B Cells in the Spotlight: How Ocrelizumab Is Changing the Story of Multiple Sclerosis
For decades, multiple sclerosis (MS) was thought of primarily as a T-cell-driven immune-mediated disease. T cells, the “generals” of the immune system, were believed to orchestrate the attack on the brain and spinal cord that causes inflammation, demyelination, and neurodegeneration. But in recent years, researchers have discovered that another group of immune cells—B cells—play a much bigger role in MS than anyone expected. And with that realization came one of the most exciting advances in MS therapy: the development of drugs that target and deplete B cells.
Among these, ocrelizumab has made history. Not only does it effectively reduce relapses and MRI-detected inflammation in relapsing-remitting MS (RRMS), but it also became the first-ever therapy to slow disability progression in primary progressive MS (PPMS), a form of the disease that previously had no proven treatment.
So how did we get here, and what does this mean for people living with MS? Let’s unpack the story.
Why B Cells Matter in MS
B cells are more than just antibody factories. In MS, they:
Release pro-inflammatory signals (cytokines),
Present antigens to T cells, fueling immune attacks,
And, in some cases, cluster into structures in the brain’s meninges, where they may contribute to local damage.
In fact, about 90% of people with MS have telltale oligoclonal bands—antibodies made by B cells—detectable in their cerebrospinal fluid. This pointed researchers toward the idea that eliminating B cells could calm down the inflammatory storm in MS.
Meet the CD20-Targeting Antibodies
B cells carry a protein on their surface called CD20. Drugs designed to latch onto this protein can trigger the destruction of these cells while leaving most plasma cells (the long-lived antibody producers) intact. This means patients can achieve powerful suppression of inflammation without completely losing their protective antibodies against infections.
Three CD20-targeting therapies have been studied in MS so far:
Rituximab
Originally developed for lymphoma, rituximab was the first anti-CD20 antibody to be tested in MS. In clinical trials, it dramatically reduced relapses and brain lesions in RRMS. While it’s not officially approved for MS, rituximab has been widely used off-label, especially in Scandinavia, with strong real-world results.
Ocrelizumab
Ocrelizumab is a humanized antibody, designed to be less immunogenic and longer-lasting than rituximab. In large, rigorous phase III trials, it reduced relapse rates by nearly half compared to interferon-beta, cut MRI lesion activity by over 90%, and increased the percentage of patients achieving “no evidence of disease activity” (NEDA).
But the real breakthrough came in PPMS: for the first time, a therapy significantly slowed disability progression and brain volume loss. While the effect was modest, it offered hope to a patient group that previously had none.
Ofatumumab
A fully human anti-CD20 antibody, ofatumumab can be delivered via subcutaneous injection rather than infusion.
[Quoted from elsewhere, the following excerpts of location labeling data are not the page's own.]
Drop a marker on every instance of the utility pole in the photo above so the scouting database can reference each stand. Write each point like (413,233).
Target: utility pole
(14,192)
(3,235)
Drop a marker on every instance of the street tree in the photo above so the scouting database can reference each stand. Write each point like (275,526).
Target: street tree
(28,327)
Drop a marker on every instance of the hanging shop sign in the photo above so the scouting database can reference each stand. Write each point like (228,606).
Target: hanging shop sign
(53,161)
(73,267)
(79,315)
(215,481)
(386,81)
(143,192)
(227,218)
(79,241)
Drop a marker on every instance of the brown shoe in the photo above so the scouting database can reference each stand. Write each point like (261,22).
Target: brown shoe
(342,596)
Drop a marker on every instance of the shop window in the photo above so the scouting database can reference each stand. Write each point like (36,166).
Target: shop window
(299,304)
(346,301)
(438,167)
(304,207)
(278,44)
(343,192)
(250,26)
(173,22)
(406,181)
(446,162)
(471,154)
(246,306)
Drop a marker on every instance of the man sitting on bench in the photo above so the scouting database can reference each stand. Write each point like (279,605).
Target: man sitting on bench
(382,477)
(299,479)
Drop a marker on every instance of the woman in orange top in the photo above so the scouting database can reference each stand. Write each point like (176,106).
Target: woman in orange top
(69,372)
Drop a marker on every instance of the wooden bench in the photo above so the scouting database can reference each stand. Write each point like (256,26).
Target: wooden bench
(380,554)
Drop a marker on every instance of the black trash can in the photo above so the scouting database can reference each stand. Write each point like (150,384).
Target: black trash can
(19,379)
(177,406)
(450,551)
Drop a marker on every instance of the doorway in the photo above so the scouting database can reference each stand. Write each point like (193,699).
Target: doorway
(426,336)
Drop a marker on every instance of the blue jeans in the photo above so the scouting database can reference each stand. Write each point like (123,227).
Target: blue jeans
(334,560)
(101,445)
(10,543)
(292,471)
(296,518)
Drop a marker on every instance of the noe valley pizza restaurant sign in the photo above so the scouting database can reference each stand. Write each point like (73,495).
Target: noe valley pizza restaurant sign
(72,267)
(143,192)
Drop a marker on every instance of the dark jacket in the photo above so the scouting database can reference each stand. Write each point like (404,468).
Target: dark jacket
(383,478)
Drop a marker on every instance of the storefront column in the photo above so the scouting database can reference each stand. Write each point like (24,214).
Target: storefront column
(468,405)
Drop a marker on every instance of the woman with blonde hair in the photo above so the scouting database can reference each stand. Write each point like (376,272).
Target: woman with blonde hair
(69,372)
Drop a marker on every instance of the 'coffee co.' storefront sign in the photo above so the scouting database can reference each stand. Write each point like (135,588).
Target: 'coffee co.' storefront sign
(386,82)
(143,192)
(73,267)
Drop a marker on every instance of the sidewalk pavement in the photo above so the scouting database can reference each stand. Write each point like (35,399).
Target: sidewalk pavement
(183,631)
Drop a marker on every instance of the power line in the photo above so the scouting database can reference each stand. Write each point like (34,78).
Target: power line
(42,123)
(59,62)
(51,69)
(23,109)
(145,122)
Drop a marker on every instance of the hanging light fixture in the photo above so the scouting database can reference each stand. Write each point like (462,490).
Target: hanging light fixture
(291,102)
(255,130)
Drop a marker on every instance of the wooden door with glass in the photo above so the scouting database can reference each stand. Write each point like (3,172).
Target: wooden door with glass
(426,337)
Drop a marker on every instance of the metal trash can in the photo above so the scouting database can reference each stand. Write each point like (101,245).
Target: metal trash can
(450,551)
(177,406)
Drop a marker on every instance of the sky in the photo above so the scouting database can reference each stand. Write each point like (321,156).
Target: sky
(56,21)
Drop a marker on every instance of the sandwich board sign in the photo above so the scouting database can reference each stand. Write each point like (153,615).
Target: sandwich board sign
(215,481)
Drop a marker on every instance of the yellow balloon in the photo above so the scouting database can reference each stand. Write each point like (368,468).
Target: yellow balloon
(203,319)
Early studies show promising efficacy, and phase III head-to-head trials against teriflunomide are ongoing.
Safety and Practical Considerations
Like any powerful therapy, B-cell-depleting drugs come with risks:
Infusion reactions are common, especially with the first dose. Premedication with steroids and antihistamines helps.
Infections can occur, though rates in trials were not significantly higher than controls. Screening for hepatitis B is essential, and vigilance for rare complications like PML is needed.
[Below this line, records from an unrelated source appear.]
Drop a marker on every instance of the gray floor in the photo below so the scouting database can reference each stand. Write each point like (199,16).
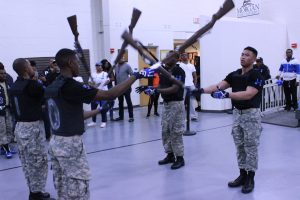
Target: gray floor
(123,160)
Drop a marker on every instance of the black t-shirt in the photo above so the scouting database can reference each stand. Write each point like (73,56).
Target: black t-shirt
(239,82)
(264,70)
(164,82)
(76,92)
(65,108)
(28,96)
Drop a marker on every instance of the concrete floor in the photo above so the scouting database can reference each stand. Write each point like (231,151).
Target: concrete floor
(123,159)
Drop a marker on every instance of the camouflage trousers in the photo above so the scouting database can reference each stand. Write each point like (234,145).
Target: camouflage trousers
(246,132)
(6,128)
(173,126)
(71,172)
(32,152)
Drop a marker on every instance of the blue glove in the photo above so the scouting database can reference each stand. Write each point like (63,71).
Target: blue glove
(105,106)
(146,73)
(220,94)
(150,91)
(141,89)
(197,92)
(279,82)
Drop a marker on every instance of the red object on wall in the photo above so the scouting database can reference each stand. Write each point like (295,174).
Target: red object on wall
(294,45)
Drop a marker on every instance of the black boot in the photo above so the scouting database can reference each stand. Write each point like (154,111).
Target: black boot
(239,181)
(40,196)
(249,184)
(168,159)
(178,163)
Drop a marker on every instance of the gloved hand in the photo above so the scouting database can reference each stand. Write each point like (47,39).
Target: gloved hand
(197,91)
(105,106)
(220,94)
(156,65)
(279,82)
(141,89)
(150,91)
(145,73)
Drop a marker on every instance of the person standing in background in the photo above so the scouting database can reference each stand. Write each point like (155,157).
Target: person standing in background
(101,80)
(107,68)
(289,72)
(153,99)
(123,71)
(190,82)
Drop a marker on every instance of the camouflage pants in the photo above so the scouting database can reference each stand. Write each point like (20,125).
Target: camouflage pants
(173,127)
(6,132)
(246,132)
(71,173)
(32,152)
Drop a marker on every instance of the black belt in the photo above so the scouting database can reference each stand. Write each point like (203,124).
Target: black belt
(244,111)
(3,107)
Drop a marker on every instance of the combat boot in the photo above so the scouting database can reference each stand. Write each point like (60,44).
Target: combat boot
(40,196)
(178,163)
(249,184)
(170,158)
(239,181)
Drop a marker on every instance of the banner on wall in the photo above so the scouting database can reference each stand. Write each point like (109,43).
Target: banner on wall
(247,7)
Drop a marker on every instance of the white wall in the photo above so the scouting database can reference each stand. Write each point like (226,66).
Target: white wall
(221,50)
(31,28)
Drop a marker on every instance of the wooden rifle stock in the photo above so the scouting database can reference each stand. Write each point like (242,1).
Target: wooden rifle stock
(136,13)
(227,6)
(73,25)
(128,38)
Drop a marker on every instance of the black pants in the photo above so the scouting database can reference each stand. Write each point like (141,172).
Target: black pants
(290,92)
(153,99)
(129,104)
(94,105)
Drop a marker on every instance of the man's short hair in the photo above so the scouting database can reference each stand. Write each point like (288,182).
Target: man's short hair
(63,56)
(19,65)
(259,59)
(253,50)
(32,63)
(1,66)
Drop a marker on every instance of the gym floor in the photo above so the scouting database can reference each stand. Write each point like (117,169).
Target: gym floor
(123,160)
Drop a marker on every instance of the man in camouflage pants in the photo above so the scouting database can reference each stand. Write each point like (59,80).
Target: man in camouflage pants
(173,118)
(6,132)
(65,98)
(27,98)
(247,85)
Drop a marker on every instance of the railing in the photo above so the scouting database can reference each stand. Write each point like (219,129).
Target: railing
(273,98)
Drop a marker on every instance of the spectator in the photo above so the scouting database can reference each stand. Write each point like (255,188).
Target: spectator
(108,69)
(6,125)
(190,82)
(289,72)
(262,68)
(100,80)
(123,71)
(153,99)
Malignancy: In ocrelizumab trials, there was a numerical imbalance in breast cancer cases. While the overall risk is uncertain, standard cancer screening is advised.
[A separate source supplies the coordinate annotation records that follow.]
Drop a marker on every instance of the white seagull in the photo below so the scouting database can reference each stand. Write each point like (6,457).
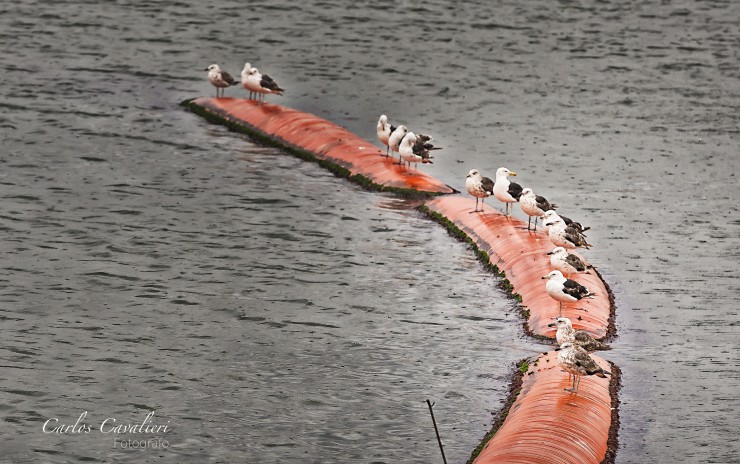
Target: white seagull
(564,290)
(478,186)
(575,360)
(394,140)
(219,78)
(563,235)
(566,334)
(567,263)
(415,148)
(258,83)
(384,130)
(534,206)
(506,191)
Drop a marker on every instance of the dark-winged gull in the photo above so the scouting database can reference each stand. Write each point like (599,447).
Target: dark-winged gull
(478,186)
(219,79)
(258,83)
(562,235)
(415,148)
(534,206)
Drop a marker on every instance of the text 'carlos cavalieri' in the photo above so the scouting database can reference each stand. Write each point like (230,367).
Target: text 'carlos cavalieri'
(113,427)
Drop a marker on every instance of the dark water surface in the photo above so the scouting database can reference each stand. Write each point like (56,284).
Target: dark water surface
(270,312)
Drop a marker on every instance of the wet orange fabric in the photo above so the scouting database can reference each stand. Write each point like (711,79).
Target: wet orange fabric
(548,425)
(522,255)
(324,140)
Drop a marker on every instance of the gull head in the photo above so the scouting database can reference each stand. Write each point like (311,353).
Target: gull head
(503,172)
(551,217)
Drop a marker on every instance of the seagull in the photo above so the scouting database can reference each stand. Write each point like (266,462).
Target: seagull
(580,338)
(394,140)
(534,205)
(505,191)
(577,361)
(415,148)
(258,83)
(478,186)
(563,235)
(384,130)
(567,263)
(577,225)
(219,78)
(564,290)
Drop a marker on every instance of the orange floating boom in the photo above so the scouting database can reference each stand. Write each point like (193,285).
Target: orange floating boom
(522,256)
(548,425)
(309,136)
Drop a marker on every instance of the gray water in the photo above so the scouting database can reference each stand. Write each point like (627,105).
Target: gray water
(269,312)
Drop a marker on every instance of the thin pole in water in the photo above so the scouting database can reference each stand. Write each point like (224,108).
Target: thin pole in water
(439,440)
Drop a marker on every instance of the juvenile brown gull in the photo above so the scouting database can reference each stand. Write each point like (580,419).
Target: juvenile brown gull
(478,186)
(566,334)
(575,360)
(506,191)
(534,206)
(565,290)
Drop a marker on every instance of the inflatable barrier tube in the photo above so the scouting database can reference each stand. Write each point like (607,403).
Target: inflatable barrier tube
(548,425)
(313,138)
(520,256)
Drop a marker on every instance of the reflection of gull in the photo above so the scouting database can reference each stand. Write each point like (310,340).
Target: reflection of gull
(534,206)
(478,186)
(566,334)
(576,361)
(506,191)
(259,83)
(564,290)
(567,263)
(384,129)
(562,234)
(219,78)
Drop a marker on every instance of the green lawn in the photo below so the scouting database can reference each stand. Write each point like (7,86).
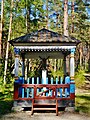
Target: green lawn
(83,103)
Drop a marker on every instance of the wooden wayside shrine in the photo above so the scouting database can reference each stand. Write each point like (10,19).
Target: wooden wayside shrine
(44,93)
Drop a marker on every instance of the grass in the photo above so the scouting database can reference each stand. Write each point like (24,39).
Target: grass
(5,106)
(83,103)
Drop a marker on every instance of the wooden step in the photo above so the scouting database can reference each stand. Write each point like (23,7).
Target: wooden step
(44,104)
(44,108)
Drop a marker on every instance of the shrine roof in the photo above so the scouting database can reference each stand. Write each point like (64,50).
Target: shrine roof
(44,36)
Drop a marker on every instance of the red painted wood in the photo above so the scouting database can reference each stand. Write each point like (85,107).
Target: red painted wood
(72,95)
(15,91)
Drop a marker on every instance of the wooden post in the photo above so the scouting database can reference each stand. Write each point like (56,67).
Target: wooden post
(72,83)
(16,62)
(23,65)
(64,60)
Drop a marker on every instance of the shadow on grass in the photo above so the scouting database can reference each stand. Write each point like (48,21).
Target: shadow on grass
(85,97)
(83,103)
(5,106)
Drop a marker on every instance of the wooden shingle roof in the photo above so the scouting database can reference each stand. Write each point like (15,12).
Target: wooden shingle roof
(44,36)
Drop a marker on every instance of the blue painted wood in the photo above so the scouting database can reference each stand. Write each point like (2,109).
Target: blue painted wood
(46,83)
(67,81)
(28,88)
(61,80)
(51,80)
(37,83)
(65,92)
(56,89)
(51,84)
(47,80)
(60,88)
(72,86)
(32,88)
(23,88)
(56,80)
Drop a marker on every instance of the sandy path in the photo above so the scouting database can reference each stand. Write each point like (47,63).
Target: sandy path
(44,116)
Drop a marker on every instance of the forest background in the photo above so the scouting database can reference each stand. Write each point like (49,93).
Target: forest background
(19,17)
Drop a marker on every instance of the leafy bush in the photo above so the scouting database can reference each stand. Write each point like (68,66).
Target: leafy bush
(79,78)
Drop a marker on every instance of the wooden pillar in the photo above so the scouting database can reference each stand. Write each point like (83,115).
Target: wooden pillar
(72,83)
(16,62)
(64,60)
(23,65)
(72,66)
(16,71)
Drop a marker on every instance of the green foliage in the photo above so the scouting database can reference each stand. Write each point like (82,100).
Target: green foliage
(83,103)
(6,91)
(58,73)
(79,78)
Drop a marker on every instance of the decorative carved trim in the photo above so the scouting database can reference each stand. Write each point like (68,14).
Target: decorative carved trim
(16,77)
(72,77)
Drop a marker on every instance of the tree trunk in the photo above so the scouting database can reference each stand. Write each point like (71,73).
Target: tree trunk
(7,49)
(66,17)
(47,14)
(26,17)
(1,26)
(72,7)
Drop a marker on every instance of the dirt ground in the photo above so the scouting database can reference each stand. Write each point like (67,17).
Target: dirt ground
(45,116)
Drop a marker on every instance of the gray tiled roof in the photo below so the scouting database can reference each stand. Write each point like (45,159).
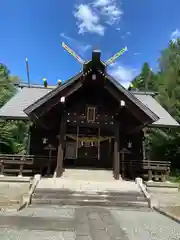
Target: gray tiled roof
(13,109)
(165,118)
(23,98)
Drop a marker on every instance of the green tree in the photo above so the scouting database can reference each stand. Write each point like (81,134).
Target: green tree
(146,80)
(13,134)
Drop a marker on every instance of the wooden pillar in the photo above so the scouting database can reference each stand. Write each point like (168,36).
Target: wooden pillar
(60,155)
(116,154)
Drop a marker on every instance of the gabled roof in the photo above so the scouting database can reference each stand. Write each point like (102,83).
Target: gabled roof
(14,108)
(165,119)
(52,93)
(127,93)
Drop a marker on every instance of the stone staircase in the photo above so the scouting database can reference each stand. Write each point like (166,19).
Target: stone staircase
(88,188)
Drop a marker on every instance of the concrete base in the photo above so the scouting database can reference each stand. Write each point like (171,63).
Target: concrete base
(162,187)
(15,179)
Pregnancy: Because B cells play a role in fetal immune development, these drugs should generally be avoided during pregnancy.
Looking Forward
Anti-CD20 therapies represent a true milestone in MS care. For RRMS, they provide some of the most potent suppression of disease activity we’ve ever seen. For PPMS, they finally break the therapeutic stalemate.
Still, important questions remain:
How long should patients stay on therapy?
Can earlier use change the long-term trajectory of MS?
Will long-term treatment carry hidden risks, like malignancy?
And might combining B-cell depletion with other strategies (like remyelination-promoting therapies) yield even greater benefits?
For now, though, the success of ocrelizumab marks a new era. By shining the spotlight on B cells, researchers have not only unlocked a powerful treatment strategy but also deepened our understanding of MS itself. For patients and families facing this challenging disease, that’s a breakthrough worth celebrating.
Disclaimer: This blog post is based on the provided research article and is intended for informational purposes only. It is not intended to provide medical advice. Please consult with a healthcare professional for any health concerns.